We need to liberate ourselves from the words. As recordkeepers we bring a way of thinking about the world that continues to be vital. That is focussed on documenting the context of creation (the work), but also on sustainability of reliable information beyond the immediate business environment for longer term corporate and social accountability. Regardless of whether the words ‘data’, ‘information’, ‘information resource’ are used, the recordkeeping sensibility applies to all. That recordkeeping sensibility is informed by well established and continuingly relevant principles, analysis techniques and implementation flexibility. If you want to keep ‘it’, understand ‘it’ and reuse ‘it’, you need to apply a recordkeeping sensibility regardless of whatever word you use to categorise the resource.
My short (non exclusive) list of things to pay attention to is here:
- Empowering individuals to assert their rights to records previously regarded as organisational record
- Data sharing protocols between organisations
- Data sovereignty movements
- Data provenance (called data lineage)
- Algorithmic accountability
The Recordkeeping Roundtable is committed to rethinking the present and enabling a vibrant future. Let us know your thoughts!
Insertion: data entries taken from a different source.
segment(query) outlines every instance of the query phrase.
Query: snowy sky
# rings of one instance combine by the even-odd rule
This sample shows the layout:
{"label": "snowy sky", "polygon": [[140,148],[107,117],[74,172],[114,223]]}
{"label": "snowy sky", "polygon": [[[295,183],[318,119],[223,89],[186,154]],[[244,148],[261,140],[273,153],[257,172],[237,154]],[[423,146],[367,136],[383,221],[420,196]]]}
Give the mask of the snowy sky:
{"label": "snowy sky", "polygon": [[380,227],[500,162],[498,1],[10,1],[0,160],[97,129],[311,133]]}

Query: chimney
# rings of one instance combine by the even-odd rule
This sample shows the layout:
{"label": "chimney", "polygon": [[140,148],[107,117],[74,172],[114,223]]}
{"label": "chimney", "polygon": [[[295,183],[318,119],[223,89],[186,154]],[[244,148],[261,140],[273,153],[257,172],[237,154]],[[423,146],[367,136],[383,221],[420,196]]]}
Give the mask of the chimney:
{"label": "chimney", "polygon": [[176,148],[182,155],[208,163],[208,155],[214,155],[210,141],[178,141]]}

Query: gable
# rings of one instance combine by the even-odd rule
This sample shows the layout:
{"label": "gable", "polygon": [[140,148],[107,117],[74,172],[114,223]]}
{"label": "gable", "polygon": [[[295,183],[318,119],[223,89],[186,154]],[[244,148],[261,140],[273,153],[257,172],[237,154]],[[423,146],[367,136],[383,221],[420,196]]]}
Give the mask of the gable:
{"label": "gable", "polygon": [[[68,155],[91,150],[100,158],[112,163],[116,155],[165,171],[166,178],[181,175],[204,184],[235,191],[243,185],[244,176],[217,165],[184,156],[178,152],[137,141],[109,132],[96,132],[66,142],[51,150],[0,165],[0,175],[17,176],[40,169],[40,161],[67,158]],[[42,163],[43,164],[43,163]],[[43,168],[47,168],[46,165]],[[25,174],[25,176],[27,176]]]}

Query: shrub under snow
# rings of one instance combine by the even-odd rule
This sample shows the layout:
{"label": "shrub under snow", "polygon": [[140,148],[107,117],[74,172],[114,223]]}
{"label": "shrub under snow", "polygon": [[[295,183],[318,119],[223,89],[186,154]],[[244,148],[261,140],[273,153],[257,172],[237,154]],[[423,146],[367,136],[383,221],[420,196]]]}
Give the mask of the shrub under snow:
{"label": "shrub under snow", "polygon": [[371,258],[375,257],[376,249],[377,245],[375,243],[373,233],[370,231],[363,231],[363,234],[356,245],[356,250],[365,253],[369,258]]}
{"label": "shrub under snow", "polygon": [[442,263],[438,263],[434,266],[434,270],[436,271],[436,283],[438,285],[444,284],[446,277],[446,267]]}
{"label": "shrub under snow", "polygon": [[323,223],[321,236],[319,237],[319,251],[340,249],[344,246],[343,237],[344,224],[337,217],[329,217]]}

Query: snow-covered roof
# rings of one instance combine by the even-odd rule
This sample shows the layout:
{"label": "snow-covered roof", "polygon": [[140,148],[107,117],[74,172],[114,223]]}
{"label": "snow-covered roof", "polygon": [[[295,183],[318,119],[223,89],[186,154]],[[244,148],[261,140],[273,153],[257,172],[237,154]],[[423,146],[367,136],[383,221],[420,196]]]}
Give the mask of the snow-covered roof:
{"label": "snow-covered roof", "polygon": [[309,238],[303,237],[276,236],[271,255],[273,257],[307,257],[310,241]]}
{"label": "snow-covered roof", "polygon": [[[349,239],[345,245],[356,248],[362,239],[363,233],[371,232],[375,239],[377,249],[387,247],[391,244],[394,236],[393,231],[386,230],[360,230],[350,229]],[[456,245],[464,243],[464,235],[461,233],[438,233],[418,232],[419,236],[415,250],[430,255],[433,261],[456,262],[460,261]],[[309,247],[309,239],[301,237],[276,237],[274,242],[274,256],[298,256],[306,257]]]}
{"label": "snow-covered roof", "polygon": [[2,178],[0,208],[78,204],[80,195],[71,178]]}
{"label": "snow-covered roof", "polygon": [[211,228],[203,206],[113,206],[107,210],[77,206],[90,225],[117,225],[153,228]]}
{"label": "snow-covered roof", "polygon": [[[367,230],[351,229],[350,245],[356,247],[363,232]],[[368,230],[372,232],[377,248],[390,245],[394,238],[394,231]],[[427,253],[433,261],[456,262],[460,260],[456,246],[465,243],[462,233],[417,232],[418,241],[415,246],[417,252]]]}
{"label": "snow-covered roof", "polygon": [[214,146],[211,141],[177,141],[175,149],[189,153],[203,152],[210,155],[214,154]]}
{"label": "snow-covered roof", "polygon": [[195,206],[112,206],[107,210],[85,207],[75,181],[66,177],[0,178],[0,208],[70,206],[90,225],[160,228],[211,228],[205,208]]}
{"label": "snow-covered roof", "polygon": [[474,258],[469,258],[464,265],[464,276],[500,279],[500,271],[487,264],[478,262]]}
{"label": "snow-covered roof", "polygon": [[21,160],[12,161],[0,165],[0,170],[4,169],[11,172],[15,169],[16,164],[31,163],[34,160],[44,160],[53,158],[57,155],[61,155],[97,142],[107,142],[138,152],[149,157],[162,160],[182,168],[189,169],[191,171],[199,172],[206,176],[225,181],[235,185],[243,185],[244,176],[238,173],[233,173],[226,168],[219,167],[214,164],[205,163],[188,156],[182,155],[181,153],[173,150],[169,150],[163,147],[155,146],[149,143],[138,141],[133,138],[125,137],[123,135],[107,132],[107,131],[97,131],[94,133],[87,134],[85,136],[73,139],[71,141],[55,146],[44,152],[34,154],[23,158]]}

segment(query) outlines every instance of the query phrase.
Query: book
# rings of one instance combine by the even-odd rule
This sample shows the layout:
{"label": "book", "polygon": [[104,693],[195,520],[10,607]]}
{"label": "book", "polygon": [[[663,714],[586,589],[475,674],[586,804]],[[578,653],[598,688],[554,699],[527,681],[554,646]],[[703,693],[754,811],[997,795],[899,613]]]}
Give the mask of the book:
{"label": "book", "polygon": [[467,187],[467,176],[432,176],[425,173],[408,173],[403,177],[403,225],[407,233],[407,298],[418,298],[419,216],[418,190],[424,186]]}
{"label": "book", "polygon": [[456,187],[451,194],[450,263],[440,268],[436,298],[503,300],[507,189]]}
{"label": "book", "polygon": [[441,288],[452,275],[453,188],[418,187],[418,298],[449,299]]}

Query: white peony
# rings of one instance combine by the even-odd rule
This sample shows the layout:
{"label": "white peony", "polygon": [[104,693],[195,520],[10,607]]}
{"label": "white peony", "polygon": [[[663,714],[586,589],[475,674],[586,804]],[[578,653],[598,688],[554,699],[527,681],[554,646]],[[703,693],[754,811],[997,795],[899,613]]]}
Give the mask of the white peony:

I agree with this statement: ‘concentrating our collective endeavour on building edifices on shifting sands may not be the strategically intelligent thing to do’. Also, in relation to this statement ‘Efforts are underway in some jurisdictions (notably the UK), to connect with Microsoft particularly in order to seek some modifications’. The IRMS established a Customer Advisory Board (CAB) with Microsoft Compliance area (the area primarily responsible for making changes to recordkeeping functionality). The CAB includes representatives from the UK National Archives (TNA), NARA, the Victorian PRO and many other archival institutions. The CAB has identified several very specific changes that could be made and is working with Microsoft to address these.